Greece's energy deals will feature heavily in next year's privatization program, along with the sale of a stake in the Athens International Airport and progress on Hellinikon, drawing strong interest from Greek and foreign investors.
Deals on four important energy projects - gas company DEPA, Kavala's undersea natural gas storage reserve, Hellenic Electricity Distribution Network Operator (HEDNO) and Independent Power Transmission Operator (ADMIE) - are seen reshaping the country's business map as the large amounts of capital involved are likely to draw big players from abroad.
DEPA is up first, according to sources, with the tender for the sale of 65 percent in its infrastructure to be published in December, while the commercial side of the business will be put up for sale in January.
Among the companies expected to bid for DEPA are the shareholders of Greece's natural gas transmission operators DESFA: Italy's Snam, Belgium's Fluxys and Spain's Enagas. Italy's Italgas has also shown an interest in the DEPA deal. The Italian company is getting ready to enter Greece on another front as it is very close to a deal with Eni Gas e luce to buy its stake in EDA THESS, the gas distribution company of Thessaloniki and Thessalia.
On the commercial side of the business, DEPA may no longer have a monopoly but its strong network in the broader Athens area and its experience make it an attractive choice for investors. Its appeal is growing ahead of Greece's switch from lignite powered electricity plants to other forms of energy which will be dominated by natural gas. Mytilineos and Hellenic Petroleum have confirmed their interest in DEPA, while other likely contenders are Motor Oil, the Copelouzos group, Zenith, and Edison.
Another big battle regarding natural gas is the privatization of the empty undersea natural gas reserve off Kavala that can be turned into a 360 million cubic meter storage unit. STORENGY, a joint venture made up of Engie, Energean Oil and Gas and GEK TERNA have expressed their interest in the project, while DESFA is also expected to bid for it. The undersea storage facility will need investments of between 300 million euros to 400 million euros in a privatization that is expected to be launched by Greece in the first half of next year.
On a global level, more than 640 underground natural gas facilities are in operation with a total capacity of 330 billion cubic meters, an amount equal to 11 percent of global consumption. In Europe alone, 126 underground storage units are in use with a capacity of 80 billion cubic meters. Greece is one of the few countries in Europea with no such facility in use.
The big one
In the electricity market, the big battle is expected to take place over HEDNO, which has assets at a book value of some 3.5 billion euros. The stake that will be put under the hammer will either be 49 percent or 51 percent. It will be announced on December 16 when PPC's business plan is made public.

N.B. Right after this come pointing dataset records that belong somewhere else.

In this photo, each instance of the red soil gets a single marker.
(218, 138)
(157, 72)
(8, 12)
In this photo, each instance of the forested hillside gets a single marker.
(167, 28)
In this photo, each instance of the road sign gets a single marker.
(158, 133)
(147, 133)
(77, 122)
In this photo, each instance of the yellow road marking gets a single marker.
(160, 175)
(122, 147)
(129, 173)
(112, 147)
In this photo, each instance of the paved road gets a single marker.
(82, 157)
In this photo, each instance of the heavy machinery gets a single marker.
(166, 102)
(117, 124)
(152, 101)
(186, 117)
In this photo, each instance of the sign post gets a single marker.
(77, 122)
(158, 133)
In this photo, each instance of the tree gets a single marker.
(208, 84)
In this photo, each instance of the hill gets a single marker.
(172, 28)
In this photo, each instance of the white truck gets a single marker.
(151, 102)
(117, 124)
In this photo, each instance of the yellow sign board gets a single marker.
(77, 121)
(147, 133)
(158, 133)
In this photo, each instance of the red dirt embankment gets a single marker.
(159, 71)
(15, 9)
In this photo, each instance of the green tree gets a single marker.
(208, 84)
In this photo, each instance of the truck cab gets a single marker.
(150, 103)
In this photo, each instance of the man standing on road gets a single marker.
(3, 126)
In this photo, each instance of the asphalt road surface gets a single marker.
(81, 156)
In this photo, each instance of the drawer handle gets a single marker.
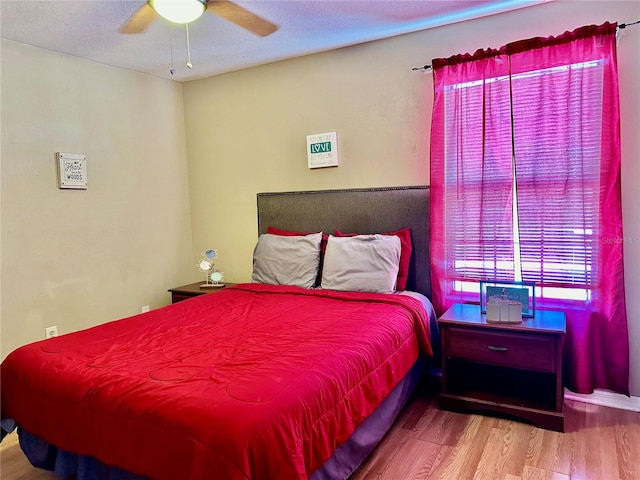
(497, 349)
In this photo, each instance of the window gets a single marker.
(538, 219)
(525, 185)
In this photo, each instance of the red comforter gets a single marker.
(253, 382)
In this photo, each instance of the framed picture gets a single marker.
(72, 170)
(523, 292)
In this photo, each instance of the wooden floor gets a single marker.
(427, 443)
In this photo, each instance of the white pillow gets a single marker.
(364, 263)
(287, 260)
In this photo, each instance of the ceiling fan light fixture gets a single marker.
(179, 11)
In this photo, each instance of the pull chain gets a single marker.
(189, 65)
(172, 71)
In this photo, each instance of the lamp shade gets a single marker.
(179, 11)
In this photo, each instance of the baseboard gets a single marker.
(606, 398)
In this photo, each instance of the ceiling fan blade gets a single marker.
(139, 21)
(241, 17)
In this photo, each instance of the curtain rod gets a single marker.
(618, 28)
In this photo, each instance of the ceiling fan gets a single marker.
(186, 11)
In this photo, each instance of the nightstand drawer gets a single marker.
(508, 349)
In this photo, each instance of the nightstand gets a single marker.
(193, 290)
(513, 369)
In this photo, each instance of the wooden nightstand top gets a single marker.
(550, 321)
(193, 290)
(196, 289)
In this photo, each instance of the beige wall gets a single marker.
(78, 258)
(246, 130)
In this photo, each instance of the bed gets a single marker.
(264, 380)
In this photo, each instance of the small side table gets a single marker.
(513, 369)
(193, 290)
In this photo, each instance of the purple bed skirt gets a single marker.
(340, 466)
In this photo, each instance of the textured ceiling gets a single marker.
(89, 29)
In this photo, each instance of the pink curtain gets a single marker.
(537, 121)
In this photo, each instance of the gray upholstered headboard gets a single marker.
(367, 210)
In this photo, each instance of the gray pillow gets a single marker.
(287, 260)
(364, 263)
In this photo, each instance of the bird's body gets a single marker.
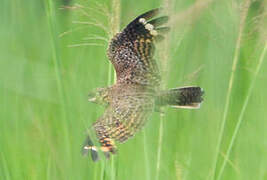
(136, 93)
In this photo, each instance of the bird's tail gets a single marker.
(89, 146)
(185, 97)
(107, 146)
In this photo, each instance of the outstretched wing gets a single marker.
(122, 120)
(131, 51)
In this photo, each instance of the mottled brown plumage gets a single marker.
(136, 93)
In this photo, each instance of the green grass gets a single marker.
(44, 114)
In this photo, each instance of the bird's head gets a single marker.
(99, 96)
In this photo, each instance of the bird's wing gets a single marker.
(131, 51)
(122, 120)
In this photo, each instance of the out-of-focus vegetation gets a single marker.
(50, 57)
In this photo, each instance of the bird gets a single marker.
(137, 92)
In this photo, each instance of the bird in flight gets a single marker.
(136, 93)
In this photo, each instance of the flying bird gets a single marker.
(136, 93)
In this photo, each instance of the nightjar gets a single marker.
(136, 93)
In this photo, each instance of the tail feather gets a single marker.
(185, 97)
(89, 146)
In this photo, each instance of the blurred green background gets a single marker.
(44, 82)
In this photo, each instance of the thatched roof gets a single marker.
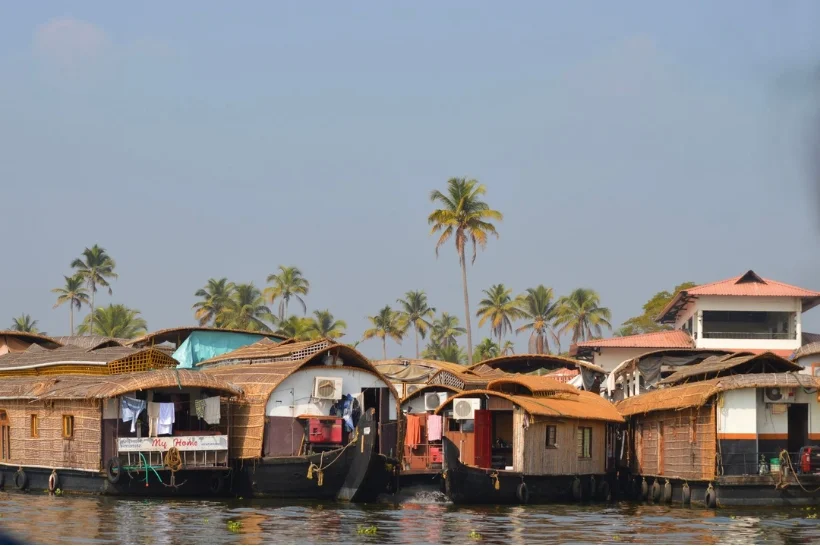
(694, 395)
(83, 387)
(531, 363)
(180, 334)
(734, 363)
(585, 406)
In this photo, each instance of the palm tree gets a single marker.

European and Chinese investors see large opportunities in HEDNO's 239,000-kilometer distribution network due to investments needed to upgrade it and the ability to chain onto the network 5G fiber optics cables that can provide an array of telecom and internet services. Germany's EON has shown an interest in the privatization, while Italy's Enel is also very likely to bid for the deal, as is Enedis, a subsidiary of France's EDF, and other Chinese companies.
HEDNO could also act as a base to expand into other parts of southeast Europe. This is also a feature of ADMIE, which is also being privatized with the sale of a 20 percent to 30 percent stake. China's State Grid, which currently owns 24 percent of the ADMIE, is interested in upping this position, while Italy's TERNA may also be interested.
As opposed to the above privatizations, the sale of a stake in Hellenic Petroleum remains unclear due to weak conditions in the oil market and a denial by major shareholder Latsis to jointly sell its stake in the company with the government after the previous failed attempt.